Bandara Sultan Iskandarmuda, Banda Aceh – 8 Januari 2010

Seorang laki-laki muda menyapa saya, menanyakan mau minum apa. Saya sedang duduk di sebuah kantin mini, tepatnya cafetaria terbuka, di ruang keberangkatan Bandara Sultan Iskandarmuda- Banda Aceh. Bandara sangat ramai sekali saat itu. Sapaan laki-laki itu tidak begitu terdengar, karena ramai nya orang yang hilir mudik. Akhirnya saya memutuskan memesan teh hijau hangat. Badan saya agak tak enak, namun semangat ketemu anak-anak dan istri membuat semuanya terasa tak begitu saya rasakan. Sambil menyeruput the hijau panas, saya membaca sebuah artikel koran terbitan Jakarta. Judul artikel itu,laki-laki perlu menangis.

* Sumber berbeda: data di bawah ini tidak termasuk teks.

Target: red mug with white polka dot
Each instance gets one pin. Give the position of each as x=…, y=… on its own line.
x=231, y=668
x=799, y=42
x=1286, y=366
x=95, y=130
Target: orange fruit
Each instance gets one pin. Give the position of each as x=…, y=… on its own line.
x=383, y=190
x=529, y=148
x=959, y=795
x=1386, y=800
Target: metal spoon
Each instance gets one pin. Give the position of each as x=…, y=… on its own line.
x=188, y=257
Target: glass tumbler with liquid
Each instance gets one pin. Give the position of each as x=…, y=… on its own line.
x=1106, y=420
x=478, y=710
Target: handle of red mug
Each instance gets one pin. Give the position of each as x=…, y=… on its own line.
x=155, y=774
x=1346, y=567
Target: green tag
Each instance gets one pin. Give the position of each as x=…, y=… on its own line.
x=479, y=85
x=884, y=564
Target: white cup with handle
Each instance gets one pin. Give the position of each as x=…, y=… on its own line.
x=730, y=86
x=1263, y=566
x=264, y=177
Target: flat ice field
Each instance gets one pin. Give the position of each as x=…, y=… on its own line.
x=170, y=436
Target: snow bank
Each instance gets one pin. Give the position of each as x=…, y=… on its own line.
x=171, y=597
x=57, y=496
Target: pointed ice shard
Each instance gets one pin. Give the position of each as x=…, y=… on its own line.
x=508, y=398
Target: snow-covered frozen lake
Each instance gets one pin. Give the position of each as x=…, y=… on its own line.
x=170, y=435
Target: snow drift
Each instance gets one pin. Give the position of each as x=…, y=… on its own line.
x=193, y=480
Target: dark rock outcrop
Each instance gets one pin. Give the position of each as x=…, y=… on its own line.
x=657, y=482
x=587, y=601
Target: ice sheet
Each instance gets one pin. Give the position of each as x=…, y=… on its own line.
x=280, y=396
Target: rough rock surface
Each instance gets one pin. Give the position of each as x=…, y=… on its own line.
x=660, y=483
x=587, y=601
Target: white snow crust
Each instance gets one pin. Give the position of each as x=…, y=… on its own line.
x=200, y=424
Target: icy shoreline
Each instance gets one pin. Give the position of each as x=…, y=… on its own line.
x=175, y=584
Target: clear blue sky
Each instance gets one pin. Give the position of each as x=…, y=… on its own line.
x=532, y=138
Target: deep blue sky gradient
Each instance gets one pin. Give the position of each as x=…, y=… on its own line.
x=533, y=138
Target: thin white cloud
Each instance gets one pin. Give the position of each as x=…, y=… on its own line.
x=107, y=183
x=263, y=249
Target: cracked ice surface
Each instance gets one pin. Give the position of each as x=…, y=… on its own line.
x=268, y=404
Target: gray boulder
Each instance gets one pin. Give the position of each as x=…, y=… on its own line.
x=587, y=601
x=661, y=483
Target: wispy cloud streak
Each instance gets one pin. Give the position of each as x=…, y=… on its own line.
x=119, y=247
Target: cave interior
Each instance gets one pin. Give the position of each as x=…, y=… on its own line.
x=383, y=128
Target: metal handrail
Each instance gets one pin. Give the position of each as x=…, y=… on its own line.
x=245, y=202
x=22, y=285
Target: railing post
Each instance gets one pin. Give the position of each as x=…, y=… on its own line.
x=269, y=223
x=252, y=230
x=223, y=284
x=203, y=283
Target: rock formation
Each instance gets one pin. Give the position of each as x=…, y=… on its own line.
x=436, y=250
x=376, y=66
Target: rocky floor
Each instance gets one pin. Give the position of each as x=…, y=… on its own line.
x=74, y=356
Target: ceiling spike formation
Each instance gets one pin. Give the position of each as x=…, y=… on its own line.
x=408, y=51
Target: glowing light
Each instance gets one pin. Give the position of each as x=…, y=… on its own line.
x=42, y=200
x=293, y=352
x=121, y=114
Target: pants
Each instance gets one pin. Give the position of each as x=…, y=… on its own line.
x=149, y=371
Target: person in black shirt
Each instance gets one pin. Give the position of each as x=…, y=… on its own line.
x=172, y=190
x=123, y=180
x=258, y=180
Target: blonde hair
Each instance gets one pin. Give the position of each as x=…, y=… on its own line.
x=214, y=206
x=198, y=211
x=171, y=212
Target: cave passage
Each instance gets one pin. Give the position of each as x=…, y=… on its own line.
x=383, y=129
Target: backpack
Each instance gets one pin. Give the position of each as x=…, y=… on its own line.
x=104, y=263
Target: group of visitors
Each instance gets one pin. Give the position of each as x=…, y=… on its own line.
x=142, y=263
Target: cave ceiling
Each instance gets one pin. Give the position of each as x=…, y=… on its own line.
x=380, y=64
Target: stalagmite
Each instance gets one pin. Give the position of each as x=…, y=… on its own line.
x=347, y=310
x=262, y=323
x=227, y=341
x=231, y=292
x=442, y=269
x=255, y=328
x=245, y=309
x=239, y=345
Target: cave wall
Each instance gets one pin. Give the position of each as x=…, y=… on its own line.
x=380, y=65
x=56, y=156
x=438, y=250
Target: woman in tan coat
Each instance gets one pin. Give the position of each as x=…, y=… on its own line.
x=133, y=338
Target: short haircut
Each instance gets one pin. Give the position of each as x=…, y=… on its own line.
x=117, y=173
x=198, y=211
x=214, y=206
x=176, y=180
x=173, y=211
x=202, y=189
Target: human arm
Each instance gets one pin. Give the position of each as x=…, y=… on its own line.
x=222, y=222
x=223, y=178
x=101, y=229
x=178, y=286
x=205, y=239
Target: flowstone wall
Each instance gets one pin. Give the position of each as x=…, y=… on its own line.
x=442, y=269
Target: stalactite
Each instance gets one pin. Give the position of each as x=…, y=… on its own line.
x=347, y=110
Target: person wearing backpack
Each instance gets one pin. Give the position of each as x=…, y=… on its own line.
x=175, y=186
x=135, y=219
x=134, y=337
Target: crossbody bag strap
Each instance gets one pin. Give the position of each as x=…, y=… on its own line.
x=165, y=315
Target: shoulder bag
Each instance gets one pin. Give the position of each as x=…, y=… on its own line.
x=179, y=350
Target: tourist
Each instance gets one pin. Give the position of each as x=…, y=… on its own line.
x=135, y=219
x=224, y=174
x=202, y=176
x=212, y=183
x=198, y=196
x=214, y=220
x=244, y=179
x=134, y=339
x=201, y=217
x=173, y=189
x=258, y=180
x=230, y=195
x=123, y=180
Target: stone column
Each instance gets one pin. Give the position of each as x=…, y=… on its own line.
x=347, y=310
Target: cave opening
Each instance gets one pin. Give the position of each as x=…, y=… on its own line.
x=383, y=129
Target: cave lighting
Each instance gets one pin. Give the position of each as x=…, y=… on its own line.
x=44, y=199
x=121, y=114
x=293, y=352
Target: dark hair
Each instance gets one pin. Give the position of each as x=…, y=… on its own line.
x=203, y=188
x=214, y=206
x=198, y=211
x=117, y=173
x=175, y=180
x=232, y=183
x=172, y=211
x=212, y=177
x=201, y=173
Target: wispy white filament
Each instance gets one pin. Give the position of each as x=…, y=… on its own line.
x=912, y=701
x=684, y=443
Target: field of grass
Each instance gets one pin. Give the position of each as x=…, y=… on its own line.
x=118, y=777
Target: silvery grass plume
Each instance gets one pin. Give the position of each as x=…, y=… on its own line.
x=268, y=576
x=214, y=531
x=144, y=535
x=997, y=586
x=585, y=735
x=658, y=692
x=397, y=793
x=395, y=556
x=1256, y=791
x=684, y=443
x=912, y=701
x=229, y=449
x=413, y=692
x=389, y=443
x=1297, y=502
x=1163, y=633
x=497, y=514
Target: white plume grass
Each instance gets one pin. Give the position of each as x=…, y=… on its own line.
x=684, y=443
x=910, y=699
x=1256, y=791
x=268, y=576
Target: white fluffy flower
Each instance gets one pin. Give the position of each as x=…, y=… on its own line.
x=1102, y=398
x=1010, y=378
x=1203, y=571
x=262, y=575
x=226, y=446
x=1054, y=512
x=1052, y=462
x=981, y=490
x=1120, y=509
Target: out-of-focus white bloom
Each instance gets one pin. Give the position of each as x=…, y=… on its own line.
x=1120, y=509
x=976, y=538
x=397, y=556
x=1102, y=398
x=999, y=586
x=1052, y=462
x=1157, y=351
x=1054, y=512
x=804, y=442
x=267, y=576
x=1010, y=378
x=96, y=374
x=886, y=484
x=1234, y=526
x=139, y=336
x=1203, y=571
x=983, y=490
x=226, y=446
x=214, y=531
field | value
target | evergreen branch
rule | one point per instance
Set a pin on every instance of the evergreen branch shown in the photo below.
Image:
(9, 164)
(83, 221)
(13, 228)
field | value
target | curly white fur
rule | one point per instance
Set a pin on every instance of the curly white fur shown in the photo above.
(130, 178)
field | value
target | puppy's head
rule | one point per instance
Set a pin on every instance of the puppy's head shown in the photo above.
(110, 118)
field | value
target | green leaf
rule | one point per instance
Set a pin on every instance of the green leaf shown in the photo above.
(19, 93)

Sesekali tangan saya memencet tombol Blackberry yang ada di tangan kiri. Saya menanyakan kabar sahabat baik saya, Mahdi Muhammad, yang belum tiba juga di Bandara. Beliau telat karena menghadiri acara coffe morning dengan Pangdam Iskandarmuda, pagi itu. Sementara jam keberangkatan tinggal 25 menit lagi. Untungnya Ticket Mahdi ada dengan saya. Saya sudah melakukan check in atas naman nya. Jadi jikapun telat dia tak terlalu repot dengan urusan tetekbengek chec in – Bandara yang repot jika mendadak. Mahdi sahabat saya di Banda Aceh. Dia bekerja di Koran Kompas. Orangnya ulet, tulisan nya bagus dan enak dibaca. Saya selalu membaca berita yang ditulis Mahdi. Jika ada hal-hal yang perlu didiskusikan, tak sungkan saya juga menelpon nya meminta waktu untuk bicara dan diskusi. Tak pernah di tolak, Mahdi selalu menyiapkan waktu untuk berdiskusi dan ketemu di warung kopi langganan kami, yang jumlahnya ada beberapa. Semua enak dan terkenal di Banda Aceh. Semua orang yang datang dari luar kota, jika dia sahabat, pasti saya ajak ke warung kopi di Banda Aceh

waktu menunjukan pukul 11. 15. WIB. Mahdi tiba diantar Bang Hotli Simanjuntak. Dia seorang wartawan The Jakarta Post yang bertugas di Aceh. Selain menulis, dia juga seorang photografer terkenal. Aku mengenalnya cukup lama.orangnya baik dan perhatian. Dia laki-laki pekerja keras dan sayang keluarga, asal Medan

Melihat ia tiba, saya langsung menarik koper, menuju cassier dan membayar minuman yang saya pesan. Kami menuju ruang keberangkatan. Mahdi membawa dua tas Ransel besar, dan satu tas kecil di pinggangnya. Dia memakai baju batik. Saya membawa satu koper dan 1 tas ransel.oleh-oleh untuk Geby, anakperempuan ku, kalung mutiara dari China dari seorang sahabat yang baru pulang study, aku selipkan di dalam kantong jacket ku. Takut hilang. Sementara mainan untuk Caesar, anak laki-laki ku ada di tas koper. Istriku aku bawakan kue-kue dari Aceh, kesukaan nya. Semntara untuk Ibu juga aku bawakan bumbu pecel dari seorang sahabat di Banda Aceh. Bang Irfan, rekan kantor ku bertanya, kenapa bawa bumbu pecel dari Banda Aceh? Bukan nya bumbu pecel di jawa lebih enak. Hmmm, bang Irfan, nggak tahu nikmatnya bumbu pecel bude parti, terkenal di Banda Aceh. Enak tenan. Aku gak sempat cerita ke bang Irfan. Suatu saat akan aku ceritakan pada nya. Kenapa

***
JUM'AT PAGI, 8 Januari 2010. pukul 11. 45. Pesawat Lion Air, membawa saya dan Mahdi dan besarta 60 penumpang lain nya menuju Jakarta tanpa transit. Perjalanan 2,5 jam di udara sangat menyenangkan. Kami duduk di seat 35 a dan b. Hanya kondisi badan semakin terasa tak enak saja. Saya mual seperti mau muntah. Pagi memang tak sempat sarapan,karena mempersiapkan ini dan itu untuk di bawa ke Jakarta.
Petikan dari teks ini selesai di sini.